How heavy is that bag fully loaded?


----------



## TNTRenovate (Aug 19, 2010)

MJconstruction said:


> How heavy is that bag fully loaded?


Too heavy.


----------



## Jswills76 (Nov 12, 2012)

Just put it on the scale 74lbs as in picture


----------



## Inner10 (Mar 12, 2009)

Jswills76 said:


> Just put it on the scale 74lbs as in picture


Screw that...


----------



## m1911 (Feb 24, 2009)

Jswills76 said:


> Just put it on the scale 74lbs as in picture


ouch...my back hurts just looking at it! :blink:


----------



## Delirious (Jan 27, 2014)

~50 lbs... and getting heavier every day. Still got a few pockets open and could lose a few of the bit boxes (redundancy...), but what space I gain will quickley be filled. Muahahaha!

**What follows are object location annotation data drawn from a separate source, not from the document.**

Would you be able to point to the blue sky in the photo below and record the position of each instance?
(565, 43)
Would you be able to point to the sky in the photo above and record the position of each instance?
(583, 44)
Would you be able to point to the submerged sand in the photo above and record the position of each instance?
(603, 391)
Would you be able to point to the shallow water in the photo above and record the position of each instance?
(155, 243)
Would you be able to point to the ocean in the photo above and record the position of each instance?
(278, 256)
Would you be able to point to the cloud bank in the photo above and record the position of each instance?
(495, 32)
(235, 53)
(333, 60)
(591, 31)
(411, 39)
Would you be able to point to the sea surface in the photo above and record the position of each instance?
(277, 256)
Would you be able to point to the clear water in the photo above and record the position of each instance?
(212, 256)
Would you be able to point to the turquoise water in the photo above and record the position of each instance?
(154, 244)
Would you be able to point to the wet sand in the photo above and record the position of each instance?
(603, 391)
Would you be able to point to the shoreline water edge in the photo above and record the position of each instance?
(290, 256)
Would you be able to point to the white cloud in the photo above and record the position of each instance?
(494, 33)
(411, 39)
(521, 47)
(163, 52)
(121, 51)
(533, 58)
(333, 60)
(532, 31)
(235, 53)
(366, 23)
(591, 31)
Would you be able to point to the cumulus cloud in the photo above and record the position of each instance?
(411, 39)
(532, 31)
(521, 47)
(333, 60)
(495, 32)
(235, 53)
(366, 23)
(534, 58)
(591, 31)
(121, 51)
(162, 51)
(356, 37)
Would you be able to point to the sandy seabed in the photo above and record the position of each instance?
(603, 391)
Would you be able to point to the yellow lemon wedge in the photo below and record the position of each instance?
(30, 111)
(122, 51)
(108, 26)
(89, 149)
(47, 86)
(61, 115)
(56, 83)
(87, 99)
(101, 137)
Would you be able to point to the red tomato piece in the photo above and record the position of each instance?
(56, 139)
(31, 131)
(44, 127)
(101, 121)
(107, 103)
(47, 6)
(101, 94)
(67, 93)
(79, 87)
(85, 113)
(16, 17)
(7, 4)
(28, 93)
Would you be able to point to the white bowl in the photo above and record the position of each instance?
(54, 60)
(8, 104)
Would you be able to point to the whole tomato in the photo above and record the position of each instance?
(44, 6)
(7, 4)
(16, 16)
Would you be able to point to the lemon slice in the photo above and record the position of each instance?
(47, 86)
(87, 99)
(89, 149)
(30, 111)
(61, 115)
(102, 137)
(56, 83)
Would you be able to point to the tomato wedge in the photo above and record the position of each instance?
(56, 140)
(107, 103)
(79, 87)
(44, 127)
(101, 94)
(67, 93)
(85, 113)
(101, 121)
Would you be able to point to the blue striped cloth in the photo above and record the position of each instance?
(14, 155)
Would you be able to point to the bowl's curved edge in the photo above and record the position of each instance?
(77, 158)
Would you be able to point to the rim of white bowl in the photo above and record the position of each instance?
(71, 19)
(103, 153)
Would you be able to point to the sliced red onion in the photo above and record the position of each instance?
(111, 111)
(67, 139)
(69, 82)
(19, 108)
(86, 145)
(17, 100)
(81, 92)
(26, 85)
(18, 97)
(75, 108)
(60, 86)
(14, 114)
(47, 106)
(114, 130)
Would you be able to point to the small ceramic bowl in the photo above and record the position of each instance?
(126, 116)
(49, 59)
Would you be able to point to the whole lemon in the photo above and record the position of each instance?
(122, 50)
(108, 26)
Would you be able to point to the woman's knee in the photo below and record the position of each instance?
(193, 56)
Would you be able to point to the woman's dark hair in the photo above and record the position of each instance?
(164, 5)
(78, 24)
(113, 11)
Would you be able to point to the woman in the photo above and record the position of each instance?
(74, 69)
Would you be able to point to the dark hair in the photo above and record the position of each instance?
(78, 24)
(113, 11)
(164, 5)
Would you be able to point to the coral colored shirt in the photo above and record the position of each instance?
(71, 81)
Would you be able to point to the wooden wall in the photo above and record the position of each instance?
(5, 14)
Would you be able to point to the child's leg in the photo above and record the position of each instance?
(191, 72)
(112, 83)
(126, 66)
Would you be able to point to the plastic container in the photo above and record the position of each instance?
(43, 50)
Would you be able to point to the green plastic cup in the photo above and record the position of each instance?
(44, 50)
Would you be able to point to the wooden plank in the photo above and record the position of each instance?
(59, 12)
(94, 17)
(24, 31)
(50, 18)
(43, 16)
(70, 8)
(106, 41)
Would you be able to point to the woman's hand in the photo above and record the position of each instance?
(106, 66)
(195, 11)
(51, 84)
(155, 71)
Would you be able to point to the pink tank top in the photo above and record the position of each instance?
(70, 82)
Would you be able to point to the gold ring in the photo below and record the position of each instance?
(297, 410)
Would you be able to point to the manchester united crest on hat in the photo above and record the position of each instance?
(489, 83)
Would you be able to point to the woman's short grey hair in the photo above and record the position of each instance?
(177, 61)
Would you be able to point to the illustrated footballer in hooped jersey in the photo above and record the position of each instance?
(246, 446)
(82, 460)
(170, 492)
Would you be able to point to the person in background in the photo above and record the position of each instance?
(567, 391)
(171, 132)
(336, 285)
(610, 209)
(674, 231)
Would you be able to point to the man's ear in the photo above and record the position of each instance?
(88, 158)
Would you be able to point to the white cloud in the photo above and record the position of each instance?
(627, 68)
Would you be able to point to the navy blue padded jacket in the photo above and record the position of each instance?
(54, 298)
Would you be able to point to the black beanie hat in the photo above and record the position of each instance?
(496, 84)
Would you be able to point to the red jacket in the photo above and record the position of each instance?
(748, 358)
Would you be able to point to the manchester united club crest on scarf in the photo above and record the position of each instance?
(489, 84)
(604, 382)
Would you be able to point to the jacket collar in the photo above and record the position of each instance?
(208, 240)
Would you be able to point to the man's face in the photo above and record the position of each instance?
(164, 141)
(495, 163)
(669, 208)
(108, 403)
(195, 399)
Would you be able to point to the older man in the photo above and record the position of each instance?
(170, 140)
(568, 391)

Just wish this model had a shoulder strap.


----------



## MJconstruction (Jun 17, 2013)

Jswills76 said:


> Just put it on the scale 74lbs as in picture


ooch can't imagine taking that out for every job.


----------



## Jswills76 (Nov 12, 2012)

Yea it can be a pain. But most my work is commercial and my van is a hike. I use carts for everything most of the time.


----------



## Delirious (Jan 27, 2014)

It is nice to imagine you have everything you need when on the 3rd floor of a building with incredibly narrow/steep stairs, 3 blocks up the street from where you parked your truck...

But you never do...


----------